Citation: Rubenstein AB, Smith GR, Raue U, Begue G et al. Single-cell transcriptional profiles in human skeletal muscle. Sci Rep 2020 Jan 14;10(1):229.
Methods:
Data Processing in Python:
Counts Matrix Generation:
Counts csv files were downloaded from GEO and read into python using pandas. Gene names were
relocated to the dataframe index and an outer join was performed on the datasets to create a merged counts
dataframe. Next, the merged counts data was loaded into an Anndata object, to contain additional annotated
features. The final Anndata object contained 2876 cell observations, matching the number provided by the
paper.
Pre-Processing:
Data processing was done using functions from the scanpy library. Scanpy normalize_total was used first to
normalize total counts for each sample and then a log-transformation was performed on the gene expression
values. Scanpy function highly_variable_genes was used to identify highly variable genes in the dataset.
Scanpy PCA analysis was then performed using 10 principal components as specified in the paper. Scanpy
neighbors was used to construct k-means groupings on the specified 10 PCs, which allowed for creation of
clusters based on similar gene expression levels using the Louvain algorithm. Highly variable genes, PCA,
and Louvain data were stored as unsupervised categories in the Anndata object.
Plot Creation:
tSNE:
Unlabeled clusters generated by Louvain were visualized using tSNE.
After initial cluster visualization, Scanpy’s dendrogram function was used to hierarchically cluster the groups
of cells identified by Louvain. Using the dendrogram function, hierarchical clustering is computed
automatically via the correlation of the PCA components (computed earlier) between the clusters.

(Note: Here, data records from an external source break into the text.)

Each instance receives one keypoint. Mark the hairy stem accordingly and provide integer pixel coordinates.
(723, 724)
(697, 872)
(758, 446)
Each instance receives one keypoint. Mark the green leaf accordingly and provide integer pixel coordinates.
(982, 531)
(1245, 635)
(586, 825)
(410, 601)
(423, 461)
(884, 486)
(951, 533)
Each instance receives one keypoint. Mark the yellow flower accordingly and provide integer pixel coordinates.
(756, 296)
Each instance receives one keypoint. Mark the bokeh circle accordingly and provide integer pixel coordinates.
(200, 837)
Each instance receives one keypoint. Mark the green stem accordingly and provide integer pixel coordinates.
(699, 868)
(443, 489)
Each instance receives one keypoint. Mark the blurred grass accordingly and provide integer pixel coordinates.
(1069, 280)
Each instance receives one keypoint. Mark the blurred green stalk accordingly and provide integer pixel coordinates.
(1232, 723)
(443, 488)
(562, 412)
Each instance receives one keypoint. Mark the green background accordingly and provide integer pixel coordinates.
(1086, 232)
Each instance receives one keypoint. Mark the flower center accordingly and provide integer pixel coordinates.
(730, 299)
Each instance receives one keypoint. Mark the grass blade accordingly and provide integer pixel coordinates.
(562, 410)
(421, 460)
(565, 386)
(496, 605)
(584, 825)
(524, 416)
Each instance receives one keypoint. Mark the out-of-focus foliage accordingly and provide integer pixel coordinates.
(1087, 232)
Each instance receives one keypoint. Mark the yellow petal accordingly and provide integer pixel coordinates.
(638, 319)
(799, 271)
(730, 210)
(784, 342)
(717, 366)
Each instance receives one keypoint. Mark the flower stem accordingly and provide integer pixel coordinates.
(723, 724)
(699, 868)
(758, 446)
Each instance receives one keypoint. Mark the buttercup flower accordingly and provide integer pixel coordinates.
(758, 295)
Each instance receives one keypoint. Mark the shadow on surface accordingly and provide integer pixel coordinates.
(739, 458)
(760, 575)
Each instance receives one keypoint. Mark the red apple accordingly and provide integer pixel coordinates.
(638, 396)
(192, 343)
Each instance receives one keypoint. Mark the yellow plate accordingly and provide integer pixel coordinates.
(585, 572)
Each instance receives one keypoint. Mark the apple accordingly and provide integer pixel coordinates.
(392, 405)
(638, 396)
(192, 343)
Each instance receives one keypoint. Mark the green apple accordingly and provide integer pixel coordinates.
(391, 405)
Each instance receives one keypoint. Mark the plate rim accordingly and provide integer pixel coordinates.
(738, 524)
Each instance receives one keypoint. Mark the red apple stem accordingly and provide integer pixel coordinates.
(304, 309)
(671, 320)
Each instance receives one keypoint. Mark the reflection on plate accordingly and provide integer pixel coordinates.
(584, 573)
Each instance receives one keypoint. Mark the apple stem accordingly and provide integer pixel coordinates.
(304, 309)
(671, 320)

A dotplot was then created to visualize gene expression levels of the top three marker genes (listed by
authors in supplementary table 1) per cell-type cluster. An additional python dictionary was used to label
marker genes in each cluster.
tSNE clusters were manually labeled by visually identifying the gene with the highest expression level for
each cell-type cluster on the dot plot (where higher expression level is denoted by darker and larger points,
plot can be found in py notebook). A python dictionary was created containing correct cell-type labels
mapped to original integer labels from the first tSNE plot.
Cell type labels from the dictionary were added as an observation to the Anndata object, and another tSNE
plot was created. By setting the tSNE plot colors to the new cell-type label observation in Anndata, clusters
were able to be accurately labeled by cell type.
Heatmap:
The same Anndata object as above was used to generate a heatmap. First, a new dictionary was created
mapping three of the top five differentially expressed genes for each cell type, as provided in supplementary
table 1*. Scancpy heatmap was used to plot expression levels of the marker genes, ordered by cluster. The
heatmap created shows expression patterns of top-ranked genes associated with specific cell types.